A personal favorite example of cosmic horror is the first season of HBO’s True Detective, directed by Cary Fukunaga, written and executive produced by Nic Pizzolatto, and starring Matthew McConaughey and Woody Harrelson. As the plot follows a years-long hunt for a serial killer hidden in the swamps of Louisiana, it’s not inappropriate to categorize True Detective as part of the slasher subgenre with strong gothic undertones. While difficult to portray a serial killer as a “force of nature,” Pizzolatto’s writing does just this in how it builds a kind of mythology around the series’ central antagonist, “the man with the scars,” Errol Childress (Glenn Fleshler). True Detective is unique in how its blend of cosmic horror draws not just from Lovecraft but also from writers like Robert W. Chambers and Thomas Ligotti, both of whom are purveyors of “weird fiction,” a niche subset of macabre and foreboding stories similar in nature to Lovecraft’s. During the investigation by McConaughey’s Rustin Cohle and Harrelson’s Martin Hart, come across people related to this still-unknown killer who all speak of a “Yellow King” and his legendary city of Carcosa, which also appears in Lovecraft’s works. It is said that the mere sight of the city sparks madness is anyone who looks upon it. This mythology enveloping the killer is a direct reference to Chambers’ The King in Yellow, a collection of short stories published in 1895, all of which mention a mysterious play ripping through Europe that causes its readers to go insane upon learning “irresistible” truths. Later in the season, Cohle and Hart unearth evidence of a cult centered on child molestation and the worship of this “Yellow King” in Carcosa, which is implied to be the serial killer Errol Childress. True Detective’s first season is so effective as a narrative because it focuses on fear at its core and brushes the edge of the supernatural, something unheard of for a television police procedural. It is this season’s focus on fear—an unknowable, foreboding, and seemingly unstoppable monster hidden in the bayou— that anchors the story firmly in cosmic horror.

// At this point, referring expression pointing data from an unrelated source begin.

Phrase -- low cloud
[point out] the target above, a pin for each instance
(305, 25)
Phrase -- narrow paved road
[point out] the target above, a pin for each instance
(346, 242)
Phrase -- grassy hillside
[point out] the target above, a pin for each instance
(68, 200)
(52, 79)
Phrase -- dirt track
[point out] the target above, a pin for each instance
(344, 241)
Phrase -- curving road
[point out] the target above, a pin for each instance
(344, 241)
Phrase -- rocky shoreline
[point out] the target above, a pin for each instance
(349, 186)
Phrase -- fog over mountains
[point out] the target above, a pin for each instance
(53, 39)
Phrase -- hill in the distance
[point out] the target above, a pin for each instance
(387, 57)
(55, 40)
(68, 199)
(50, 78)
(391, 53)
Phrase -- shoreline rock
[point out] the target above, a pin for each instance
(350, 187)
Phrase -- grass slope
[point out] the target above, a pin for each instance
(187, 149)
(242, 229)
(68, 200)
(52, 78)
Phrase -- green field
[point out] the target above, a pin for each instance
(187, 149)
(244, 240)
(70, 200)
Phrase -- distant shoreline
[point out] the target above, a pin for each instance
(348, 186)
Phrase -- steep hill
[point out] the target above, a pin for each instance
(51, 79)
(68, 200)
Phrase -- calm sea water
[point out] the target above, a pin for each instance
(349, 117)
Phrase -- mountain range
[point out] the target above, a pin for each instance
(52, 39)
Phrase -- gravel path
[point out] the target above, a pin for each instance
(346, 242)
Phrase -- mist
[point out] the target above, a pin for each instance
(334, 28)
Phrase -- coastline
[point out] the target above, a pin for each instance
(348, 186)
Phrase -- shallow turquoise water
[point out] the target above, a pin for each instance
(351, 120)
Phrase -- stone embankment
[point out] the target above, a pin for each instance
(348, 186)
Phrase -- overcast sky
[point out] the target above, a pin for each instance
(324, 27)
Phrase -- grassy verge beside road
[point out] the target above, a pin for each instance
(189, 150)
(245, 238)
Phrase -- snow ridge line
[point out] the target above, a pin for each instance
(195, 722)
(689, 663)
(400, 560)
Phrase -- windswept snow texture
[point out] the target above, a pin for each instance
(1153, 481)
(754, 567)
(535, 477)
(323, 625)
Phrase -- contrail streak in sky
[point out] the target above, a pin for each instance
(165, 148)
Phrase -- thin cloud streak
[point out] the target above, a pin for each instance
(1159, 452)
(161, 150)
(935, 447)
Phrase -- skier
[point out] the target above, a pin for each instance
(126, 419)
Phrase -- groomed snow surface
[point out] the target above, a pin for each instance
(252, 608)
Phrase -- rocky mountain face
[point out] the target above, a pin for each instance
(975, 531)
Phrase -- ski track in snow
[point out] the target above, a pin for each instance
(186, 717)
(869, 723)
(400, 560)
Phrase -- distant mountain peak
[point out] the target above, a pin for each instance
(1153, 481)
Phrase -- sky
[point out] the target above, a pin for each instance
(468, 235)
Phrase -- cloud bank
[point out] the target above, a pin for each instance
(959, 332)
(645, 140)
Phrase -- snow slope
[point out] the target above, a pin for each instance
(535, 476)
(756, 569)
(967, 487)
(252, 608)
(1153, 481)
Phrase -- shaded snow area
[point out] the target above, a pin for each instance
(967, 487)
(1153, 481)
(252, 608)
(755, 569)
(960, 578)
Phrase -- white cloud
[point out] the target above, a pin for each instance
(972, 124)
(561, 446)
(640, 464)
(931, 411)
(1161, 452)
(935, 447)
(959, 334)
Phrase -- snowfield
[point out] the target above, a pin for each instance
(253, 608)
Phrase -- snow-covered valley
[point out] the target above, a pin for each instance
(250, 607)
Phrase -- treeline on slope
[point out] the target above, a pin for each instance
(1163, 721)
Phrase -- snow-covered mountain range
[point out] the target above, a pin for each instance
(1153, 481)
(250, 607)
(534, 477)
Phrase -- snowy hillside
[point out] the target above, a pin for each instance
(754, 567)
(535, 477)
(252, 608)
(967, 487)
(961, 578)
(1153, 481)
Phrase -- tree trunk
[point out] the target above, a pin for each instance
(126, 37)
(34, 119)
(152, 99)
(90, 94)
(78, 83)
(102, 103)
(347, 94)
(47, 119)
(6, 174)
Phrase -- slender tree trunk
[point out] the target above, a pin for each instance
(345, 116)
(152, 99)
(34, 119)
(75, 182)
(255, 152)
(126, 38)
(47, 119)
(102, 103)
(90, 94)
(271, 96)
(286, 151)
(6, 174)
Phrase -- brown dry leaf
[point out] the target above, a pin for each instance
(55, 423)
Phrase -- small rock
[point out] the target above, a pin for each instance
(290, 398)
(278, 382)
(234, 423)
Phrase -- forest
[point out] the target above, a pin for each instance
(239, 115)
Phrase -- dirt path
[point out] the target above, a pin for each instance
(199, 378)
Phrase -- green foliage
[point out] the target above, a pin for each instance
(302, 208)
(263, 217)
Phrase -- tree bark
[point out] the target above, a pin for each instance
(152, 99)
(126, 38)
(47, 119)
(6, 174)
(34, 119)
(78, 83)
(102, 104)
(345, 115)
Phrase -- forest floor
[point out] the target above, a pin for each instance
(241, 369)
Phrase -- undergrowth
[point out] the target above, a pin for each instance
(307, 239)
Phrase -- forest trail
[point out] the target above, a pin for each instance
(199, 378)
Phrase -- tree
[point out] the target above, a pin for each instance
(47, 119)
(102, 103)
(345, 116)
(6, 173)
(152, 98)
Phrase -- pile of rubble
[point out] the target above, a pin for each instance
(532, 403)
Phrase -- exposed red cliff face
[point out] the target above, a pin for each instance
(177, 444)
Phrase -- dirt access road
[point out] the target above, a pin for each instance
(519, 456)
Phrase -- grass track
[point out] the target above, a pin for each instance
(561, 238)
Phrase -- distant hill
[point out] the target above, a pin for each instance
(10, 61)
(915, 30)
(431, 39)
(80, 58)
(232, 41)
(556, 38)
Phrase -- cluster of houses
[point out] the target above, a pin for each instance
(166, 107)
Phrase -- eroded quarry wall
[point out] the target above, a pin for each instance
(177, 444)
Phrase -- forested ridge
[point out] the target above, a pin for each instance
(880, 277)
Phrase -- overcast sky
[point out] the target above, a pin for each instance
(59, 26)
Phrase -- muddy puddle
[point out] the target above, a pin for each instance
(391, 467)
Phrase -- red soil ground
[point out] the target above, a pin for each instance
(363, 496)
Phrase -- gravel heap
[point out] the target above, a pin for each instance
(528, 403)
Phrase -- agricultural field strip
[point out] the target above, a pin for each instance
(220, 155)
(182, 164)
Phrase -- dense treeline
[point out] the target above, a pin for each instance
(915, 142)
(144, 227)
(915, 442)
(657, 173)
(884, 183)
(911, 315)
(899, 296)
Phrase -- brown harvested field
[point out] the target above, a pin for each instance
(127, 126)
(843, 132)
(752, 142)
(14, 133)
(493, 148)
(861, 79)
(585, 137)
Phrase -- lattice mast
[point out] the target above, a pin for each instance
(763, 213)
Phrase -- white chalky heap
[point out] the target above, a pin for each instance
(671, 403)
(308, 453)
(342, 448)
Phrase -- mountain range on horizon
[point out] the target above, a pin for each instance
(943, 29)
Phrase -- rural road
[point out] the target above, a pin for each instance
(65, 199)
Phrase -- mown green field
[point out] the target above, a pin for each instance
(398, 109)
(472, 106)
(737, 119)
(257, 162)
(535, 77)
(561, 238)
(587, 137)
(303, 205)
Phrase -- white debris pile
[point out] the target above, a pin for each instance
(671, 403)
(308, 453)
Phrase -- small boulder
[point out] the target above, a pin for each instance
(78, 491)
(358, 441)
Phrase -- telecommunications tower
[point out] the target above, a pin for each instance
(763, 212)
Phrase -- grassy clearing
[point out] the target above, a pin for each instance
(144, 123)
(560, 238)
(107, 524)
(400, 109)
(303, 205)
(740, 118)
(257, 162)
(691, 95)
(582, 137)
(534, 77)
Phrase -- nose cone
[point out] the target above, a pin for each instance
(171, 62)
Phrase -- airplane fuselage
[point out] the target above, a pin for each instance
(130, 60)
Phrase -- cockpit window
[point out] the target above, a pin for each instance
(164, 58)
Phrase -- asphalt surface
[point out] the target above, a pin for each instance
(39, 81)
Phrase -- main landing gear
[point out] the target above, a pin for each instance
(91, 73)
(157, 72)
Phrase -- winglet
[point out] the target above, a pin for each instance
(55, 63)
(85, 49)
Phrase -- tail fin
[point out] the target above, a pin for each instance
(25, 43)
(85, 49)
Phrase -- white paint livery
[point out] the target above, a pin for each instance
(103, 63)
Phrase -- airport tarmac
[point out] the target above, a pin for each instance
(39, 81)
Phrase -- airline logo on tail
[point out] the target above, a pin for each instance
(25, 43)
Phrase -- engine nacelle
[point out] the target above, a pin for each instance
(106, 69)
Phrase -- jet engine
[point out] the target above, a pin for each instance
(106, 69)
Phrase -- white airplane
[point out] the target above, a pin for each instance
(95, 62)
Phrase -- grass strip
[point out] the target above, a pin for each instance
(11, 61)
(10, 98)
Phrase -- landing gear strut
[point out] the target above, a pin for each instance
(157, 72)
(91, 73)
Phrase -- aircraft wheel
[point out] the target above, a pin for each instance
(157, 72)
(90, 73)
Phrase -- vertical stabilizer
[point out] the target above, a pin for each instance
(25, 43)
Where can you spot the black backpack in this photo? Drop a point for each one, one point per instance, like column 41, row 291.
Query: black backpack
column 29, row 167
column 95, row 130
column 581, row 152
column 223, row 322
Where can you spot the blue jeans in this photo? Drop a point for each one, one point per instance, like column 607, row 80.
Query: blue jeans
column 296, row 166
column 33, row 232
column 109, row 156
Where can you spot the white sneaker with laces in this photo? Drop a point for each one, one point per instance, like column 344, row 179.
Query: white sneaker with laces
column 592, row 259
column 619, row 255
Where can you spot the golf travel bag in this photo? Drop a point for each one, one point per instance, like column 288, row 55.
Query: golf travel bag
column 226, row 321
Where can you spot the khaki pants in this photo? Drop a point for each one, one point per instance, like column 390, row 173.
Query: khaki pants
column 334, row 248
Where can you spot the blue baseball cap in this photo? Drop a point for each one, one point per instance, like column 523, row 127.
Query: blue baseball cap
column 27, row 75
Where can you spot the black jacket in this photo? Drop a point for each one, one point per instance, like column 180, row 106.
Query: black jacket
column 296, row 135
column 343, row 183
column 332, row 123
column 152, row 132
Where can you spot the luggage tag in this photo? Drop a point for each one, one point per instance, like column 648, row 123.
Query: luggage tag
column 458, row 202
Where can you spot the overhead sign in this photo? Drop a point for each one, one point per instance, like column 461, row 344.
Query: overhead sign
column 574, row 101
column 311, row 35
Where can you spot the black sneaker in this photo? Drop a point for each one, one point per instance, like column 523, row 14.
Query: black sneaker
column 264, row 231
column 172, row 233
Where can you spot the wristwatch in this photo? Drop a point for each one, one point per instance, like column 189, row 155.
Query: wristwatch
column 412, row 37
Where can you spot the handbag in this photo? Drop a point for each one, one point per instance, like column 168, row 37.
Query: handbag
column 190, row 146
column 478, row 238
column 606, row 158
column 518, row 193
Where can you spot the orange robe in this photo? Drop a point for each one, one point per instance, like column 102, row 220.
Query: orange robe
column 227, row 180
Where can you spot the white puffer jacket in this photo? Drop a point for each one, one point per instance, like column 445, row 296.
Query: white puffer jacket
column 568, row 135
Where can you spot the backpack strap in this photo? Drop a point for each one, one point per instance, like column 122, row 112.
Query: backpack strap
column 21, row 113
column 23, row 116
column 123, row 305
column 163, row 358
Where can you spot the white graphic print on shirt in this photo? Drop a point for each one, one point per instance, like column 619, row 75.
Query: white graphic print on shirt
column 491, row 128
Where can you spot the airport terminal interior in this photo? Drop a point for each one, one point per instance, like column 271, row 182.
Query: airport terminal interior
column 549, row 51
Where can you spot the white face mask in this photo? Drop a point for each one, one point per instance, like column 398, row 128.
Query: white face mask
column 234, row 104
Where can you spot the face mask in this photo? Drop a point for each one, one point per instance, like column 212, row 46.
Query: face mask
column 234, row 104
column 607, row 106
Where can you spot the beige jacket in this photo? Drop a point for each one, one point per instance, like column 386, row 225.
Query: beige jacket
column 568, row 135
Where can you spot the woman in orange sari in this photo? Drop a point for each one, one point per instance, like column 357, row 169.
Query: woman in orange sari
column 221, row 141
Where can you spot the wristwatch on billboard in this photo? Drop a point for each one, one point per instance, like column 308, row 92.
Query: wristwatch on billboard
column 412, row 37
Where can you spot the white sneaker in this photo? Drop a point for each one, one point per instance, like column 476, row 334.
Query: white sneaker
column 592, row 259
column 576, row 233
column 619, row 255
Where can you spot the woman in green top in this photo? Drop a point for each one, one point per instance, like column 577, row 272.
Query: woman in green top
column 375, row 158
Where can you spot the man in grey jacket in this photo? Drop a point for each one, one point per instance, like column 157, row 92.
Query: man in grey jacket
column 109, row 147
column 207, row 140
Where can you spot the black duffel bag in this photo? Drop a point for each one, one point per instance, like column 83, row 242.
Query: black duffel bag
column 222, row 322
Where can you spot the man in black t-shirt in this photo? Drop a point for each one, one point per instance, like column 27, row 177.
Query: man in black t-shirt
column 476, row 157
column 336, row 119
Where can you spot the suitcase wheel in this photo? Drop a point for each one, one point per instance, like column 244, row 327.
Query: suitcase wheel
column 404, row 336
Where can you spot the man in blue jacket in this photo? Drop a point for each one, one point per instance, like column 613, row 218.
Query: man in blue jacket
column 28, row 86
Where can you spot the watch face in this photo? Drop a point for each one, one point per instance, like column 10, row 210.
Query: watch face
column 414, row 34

Despite its effectiveness as a narrative device, cosmic horror has been notoriously difficult to adapt on screen; there is a reason why so few people know what cosmic horror is. A visual medium like film requires a filmmaker to eventually show the monster in some form. But how do you give form to something formless? How can our art departments possibly design an entity that is supposed to spark madness in anyone that looks upon it? How do you describe what is inherently indescribable? Once something is presented on-screen, it is no longer unknowable; we’re looking at it, right there in high definition, and it’s looking back at us. There is no clear answer to how a filmmaker overcomes this challenge. It requires talent. It requires nuance. It requires balance. It also requires luck. Nonetheless, cosmic horror remains effective because it reminds us how small we truly are, filling our characters and audiences with an uncanny sense of dread. It lies deep within the abstract of the human psyche. In his 1926 short story, “The Call of Cthulhu,” Lovecraft wrote: “We live on a placid isle of ignorance in the midst of black seas of infinity, and it was not meant that we should voyage far.” Cosmic horror brutally shatters this ignorance, forces us to take that voyage. It shows us something beyond ourselves and beyond our comprehension: it reveals that there is so much more, and then denies us the chance to grasp it; if we try nonetheless, there is a terrible cost to suffer, often our very sanity. Offering us something greater than grotesque monsters and special effects-driven violence, cosmic horror—as pioneered by Lovecraft and Chambers, and advanced by scores of writers and filmmakers since—presents us with the true psychological depth that horror can and should reach. It calls our attention to the limits and the innate frailness of our own humanity. It is the essence of fear.

Works Cited

Bier, Susanne, director. Bird Box. Netflix, 2018.

Chambers, Robert W. The King in Yellow. Pushkin Press, 2018.

Garland, Alex, director. Annihilation. Paramount Pictures, 2018.

Houellebecq, Michel. H.P. Lovecraft: Against the World, Against Life. Gollancz, 2008.

Lovecraft, H. P. Complete Fiction of H. P. Lovecraft. Chartwell Classics, 2016.

Pizzolatto, Nic. True Detective, Season 1, HBO, 2014.